The highlight of the concert was undeniably Mozart’s quite superb Piano Concerto No.23, played with verve and precision by soloist Jayson Gillham, who is the ASO’s Artist in Association. If joy was to be found in the program, it was here, especially in the exuberant allegro assai third movement. And the Siciliana rhythm in the second movement (literally meaning evoking Sicily) was beautifully rendered.
Gillham is a young and relaxed soloist who plays with a fresh touch. He gently mops his brow with a kerchief, kept tucked away in the piano, between each movement. The ASO, under guest conductor Dmitry Matvienko, was a perfect complement to the solo piano, although they sounded just a little too fulsome in a couple of passages. Gillham is clearly an audience favourite and their stomping applause was rewarded (on Friday evening) with a delightful encore of a Rachmaninov song, ‘How fair is this place’, making a nice segue to the Rach 2 that came after interval.
This concert was Matvienko’s Australian debut and it’s clear he is indeed a rising star in the ranks of international conductors. He has an athletic style and broad physical language with almost balletic gestures in some of the grand passages where the entire orchestra is working together. It was rather fun to see him elbow-bumping guest concertmaster Alexandra Osborne as he took to his podium. And yes, in a reminder that COVID is still with us, the players were wearing face masks (with obvious exceptions).
This is not to overlook the opening piece, a brief 5-minute work, ‘subito con forza’ by Unsuk Chin, written to mark the 250th birthday of Beethoven in 2020. Chin used Beethoven’s ‘conversation books’ as her inspiration and many of the great composer’s trademark themes and conventions can be heard in the music. There is drama aplenty here with shifting textures and strong use of the percussion section for emphasis and punctuation. It is definitely full of emotion, but perhaps not much joy. I would very much like to hear an extended version of this work because it’s clear that Chin has much to say.

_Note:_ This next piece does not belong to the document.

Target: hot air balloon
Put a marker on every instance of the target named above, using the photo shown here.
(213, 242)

And so after interval it was on to the master work, a full 60-plus minutes of Rachmaninov’s huge Symphony No.2 in E Minor. Again, this is a colourful composition full of drama, angst and torrid emotions. The program notes tell us that Rachmaninov apparently thought the Symphony was ‘repulsive’ when he wrote it, but perhaps he was just being hard on himself.
Each of the four movements has its own distinctive character, from the slow and soulful opening, full of cellos and basses, to the triumphant all-encompassing conclusion. The third adagio movement is wondrous with a superb clarinet solo, played here with great feeling by principal Dean Newcomb.
Overall, this was a satisfying performance and an engaging program, even if there was not any great outpouring of joy.
Joy, Adelaide Symphony Orchestra
Adelaide Town Hall
ASO with conductor Dmitry Matvienko and pianist Jayson Gillham
Joy was performed from 27-28 May 2022.